Pemikiran katastrofik bahkan dapat memperburuk perasaan sakit fisik. Dalam hal ini, pikiran-pikiran itu mungkin menyangkut berapa lama suatu ketidaknyamanan akan berlangsung – “ini tidak akan pernah hilang” – atau penyebabnya. Misalnya, Anda berasumsi bahwa sakit kepala yang parah berarti Anda menderita kanker otak.
Eksperimen menunjukkan pemikiran semacam ini justru akan memperkuat sinyal rasa sakit di otak, sehingga tekanannya lebih intens dan lebih lama hilang.
Seperti yang ditulis oleh pakar nyeri Beth Darnall, di Universitas Stanford, dan Luana Colloca, di Universitas Maryland, dalam sebuah makalah ilmiah baru-baru ini, pola pikir negatif ini bagaikan "menuangkan sekaleng bensin ke atas api".
Menanggung beban emosi
Banyak faktor dapat menjelaskan mengapa beberapa orang lebih cenderung berpikir katastrofik daripada yang lain.
Ciri kepribadian seperti neurotisisme – yang sebagian bersifat genetik – dapat menjelaskan sebagian perbedaannya.
Kita juga mungkin mempelajari cara berpikir kita dari anggota keluarga. Kalau Anda selalu melihat orang tua Anda memikirkan kemungkinan hasil terburuk dari peristiwa apa pun, Anda mungkin secara alami melihat situasi-situasi sulit melalui lensa yang sama.

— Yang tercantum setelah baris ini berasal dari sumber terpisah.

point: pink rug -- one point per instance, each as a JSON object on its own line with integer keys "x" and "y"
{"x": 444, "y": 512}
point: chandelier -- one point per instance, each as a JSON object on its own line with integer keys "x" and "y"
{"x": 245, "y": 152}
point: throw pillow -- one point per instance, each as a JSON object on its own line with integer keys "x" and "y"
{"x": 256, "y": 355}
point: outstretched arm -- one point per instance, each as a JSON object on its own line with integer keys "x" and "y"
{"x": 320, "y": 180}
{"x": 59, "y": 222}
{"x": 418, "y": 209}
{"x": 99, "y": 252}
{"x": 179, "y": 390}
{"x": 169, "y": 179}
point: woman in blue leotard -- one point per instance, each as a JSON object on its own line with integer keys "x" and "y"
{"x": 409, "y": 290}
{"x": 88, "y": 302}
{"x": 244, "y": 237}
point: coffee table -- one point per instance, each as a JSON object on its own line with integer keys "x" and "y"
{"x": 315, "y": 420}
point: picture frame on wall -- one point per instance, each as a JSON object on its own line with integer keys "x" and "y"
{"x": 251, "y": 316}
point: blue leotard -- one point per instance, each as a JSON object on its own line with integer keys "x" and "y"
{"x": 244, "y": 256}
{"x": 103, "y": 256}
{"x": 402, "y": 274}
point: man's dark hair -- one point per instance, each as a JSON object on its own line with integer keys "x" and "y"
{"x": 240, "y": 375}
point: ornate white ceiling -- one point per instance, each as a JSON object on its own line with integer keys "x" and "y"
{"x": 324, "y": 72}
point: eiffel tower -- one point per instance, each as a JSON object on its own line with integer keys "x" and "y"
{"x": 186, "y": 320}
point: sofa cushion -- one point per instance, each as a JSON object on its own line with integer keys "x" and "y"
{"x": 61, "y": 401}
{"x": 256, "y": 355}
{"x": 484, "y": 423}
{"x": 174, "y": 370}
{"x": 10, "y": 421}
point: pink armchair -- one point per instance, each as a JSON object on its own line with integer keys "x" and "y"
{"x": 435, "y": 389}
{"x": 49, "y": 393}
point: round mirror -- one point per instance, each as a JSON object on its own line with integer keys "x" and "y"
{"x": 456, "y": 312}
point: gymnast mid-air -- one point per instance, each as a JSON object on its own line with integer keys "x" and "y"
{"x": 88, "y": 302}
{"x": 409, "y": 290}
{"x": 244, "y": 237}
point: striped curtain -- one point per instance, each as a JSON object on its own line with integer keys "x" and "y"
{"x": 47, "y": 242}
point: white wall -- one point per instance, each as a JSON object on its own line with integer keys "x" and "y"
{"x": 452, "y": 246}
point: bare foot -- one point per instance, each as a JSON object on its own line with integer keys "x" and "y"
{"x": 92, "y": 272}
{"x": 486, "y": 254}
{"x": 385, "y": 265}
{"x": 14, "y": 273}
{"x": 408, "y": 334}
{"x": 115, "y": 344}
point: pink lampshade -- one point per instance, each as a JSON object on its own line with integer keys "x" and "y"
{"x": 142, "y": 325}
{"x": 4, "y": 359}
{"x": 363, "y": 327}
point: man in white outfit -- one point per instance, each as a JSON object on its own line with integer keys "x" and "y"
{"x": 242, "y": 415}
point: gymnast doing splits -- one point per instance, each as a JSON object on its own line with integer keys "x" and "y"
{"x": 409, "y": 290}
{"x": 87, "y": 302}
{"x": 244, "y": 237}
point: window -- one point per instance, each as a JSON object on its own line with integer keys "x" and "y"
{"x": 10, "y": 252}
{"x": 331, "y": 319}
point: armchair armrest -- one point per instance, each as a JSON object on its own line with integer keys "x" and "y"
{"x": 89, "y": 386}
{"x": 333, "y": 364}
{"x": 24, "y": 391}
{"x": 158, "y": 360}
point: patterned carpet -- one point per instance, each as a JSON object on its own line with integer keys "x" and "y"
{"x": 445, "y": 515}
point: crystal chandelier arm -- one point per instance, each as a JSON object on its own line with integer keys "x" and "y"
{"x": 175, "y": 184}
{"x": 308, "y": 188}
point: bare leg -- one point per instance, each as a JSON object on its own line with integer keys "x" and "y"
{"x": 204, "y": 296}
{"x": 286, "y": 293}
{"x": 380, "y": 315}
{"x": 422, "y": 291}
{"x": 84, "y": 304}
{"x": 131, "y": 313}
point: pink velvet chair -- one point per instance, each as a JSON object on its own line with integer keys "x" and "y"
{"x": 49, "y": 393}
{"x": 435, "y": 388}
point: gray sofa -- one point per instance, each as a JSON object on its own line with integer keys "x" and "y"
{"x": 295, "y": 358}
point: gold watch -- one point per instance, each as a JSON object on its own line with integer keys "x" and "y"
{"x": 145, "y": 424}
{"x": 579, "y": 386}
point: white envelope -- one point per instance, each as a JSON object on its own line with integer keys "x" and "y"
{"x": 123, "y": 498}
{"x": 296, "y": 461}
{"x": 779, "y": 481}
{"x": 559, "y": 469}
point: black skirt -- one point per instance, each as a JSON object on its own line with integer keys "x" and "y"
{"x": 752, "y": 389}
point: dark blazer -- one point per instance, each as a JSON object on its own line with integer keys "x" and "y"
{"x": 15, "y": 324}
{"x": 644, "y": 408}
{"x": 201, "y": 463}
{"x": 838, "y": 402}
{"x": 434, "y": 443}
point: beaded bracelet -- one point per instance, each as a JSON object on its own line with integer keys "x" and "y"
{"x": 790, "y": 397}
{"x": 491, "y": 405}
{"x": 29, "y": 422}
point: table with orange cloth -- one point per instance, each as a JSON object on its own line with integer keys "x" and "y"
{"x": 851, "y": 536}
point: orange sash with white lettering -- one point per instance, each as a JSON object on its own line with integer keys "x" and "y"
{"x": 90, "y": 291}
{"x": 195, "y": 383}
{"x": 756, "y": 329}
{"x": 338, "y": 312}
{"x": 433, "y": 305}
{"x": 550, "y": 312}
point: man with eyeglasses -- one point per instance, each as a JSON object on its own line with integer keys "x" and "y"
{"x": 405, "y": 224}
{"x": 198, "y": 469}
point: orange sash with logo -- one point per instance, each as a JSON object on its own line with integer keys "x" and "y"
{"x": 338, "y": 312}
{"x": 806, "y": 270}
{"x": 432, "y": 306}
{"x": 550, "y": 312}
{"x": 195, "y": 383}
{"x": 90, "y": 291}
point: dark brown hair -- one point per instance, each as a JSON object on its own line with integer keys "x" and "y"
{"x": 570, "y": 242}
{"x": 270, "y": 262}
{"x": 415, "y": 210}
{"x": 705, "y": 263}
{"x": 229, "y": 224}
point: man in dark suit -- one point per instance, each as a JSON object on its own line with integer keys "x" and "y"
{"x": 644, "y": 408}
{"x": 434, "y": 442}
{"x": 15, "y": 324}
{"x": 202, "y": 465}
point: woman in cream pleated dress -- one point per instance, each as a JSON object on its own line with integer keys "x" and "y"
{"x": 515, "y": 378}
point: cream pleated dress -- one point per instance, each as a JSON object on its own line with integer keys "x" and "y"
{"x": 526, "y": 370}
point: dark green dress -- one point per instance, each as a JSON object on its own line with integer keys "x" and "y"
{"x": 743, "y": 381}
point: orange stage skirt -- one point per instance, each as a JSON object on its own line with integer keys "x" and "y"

Konteks kita saat ini juga akan berperan. Rasa minder dan stres bawaan yang tinggi berarti Anda dapat terjerumus ke dalam spiral pemikiran negatif karena terpicu hal-hal kecil.
Jika Anda mendapati bahwa pikiran Anda sendiri semakin suram dalam satu atau dua tahun terakhir, ini mungkin bukan kebetulan: ada beberapa bukti bahwa peristiwa berita dunia dapat memperburuk pemikiran katastrofik kita.
Kadang-kadang, Anda dapat berpikir katastrofik tentang peristiwa itu sendiri – misalnya perang di Ukraina, munculnya varian baru Covid-19, atau kolapsnya ekonomi. Di lain waktu, kesuraman siklus berita menambah tingkat kecemasan umum yang membuat Anda lebih khawatir dengan masalah pribadi Anda — bahkan jika masalah itu tampak benar-benar terpisah dari geopolitik.
Satu studi, dari Universitas Sussex, Inggris, meminta beberapa juri independen untuk menilai berbagai produk berita televisi dalam hal kualitas emosionalnya — apakah positif atau negatif, menyenangkan atau tidak menyenangkan, tenang atau menarik — dan kemudian menunjukkan pilihan klip ini ke kelompok yang terdiri dari 30 partisipan.
Sebelum dan sesudah menonton klip, para peserta mengisi kuesioner tentang tiga kekhawatiran terbesar mereka dalam hidup, dan pada penghujung penelitian, mereka mengikuti sebuah wawancara, membahas salah satu masalah pribadi mereka.
Seperti yang diharapkan, partisipan yang menonton berita negatif jauh lebih cemas di akhir klip, dan – yang terpenting – lebih cenderung menunjukkan pemikiran katastrofik ketika mendiskusikan masalah pribadi mereka, dibandingkan dengan mereka yang telah melihat klip berita yang netral atau positif.
Ini adalah penelitian yang relatif kecil. Tetapi eksperimen lebih lanjut mengonfirmasi bahwa konsumsi berita memberi dampak yang bertahan lama pada suasana hati kita, yang kemudian dapat mendorong pemikiran kita ke arah yang lebih gelap.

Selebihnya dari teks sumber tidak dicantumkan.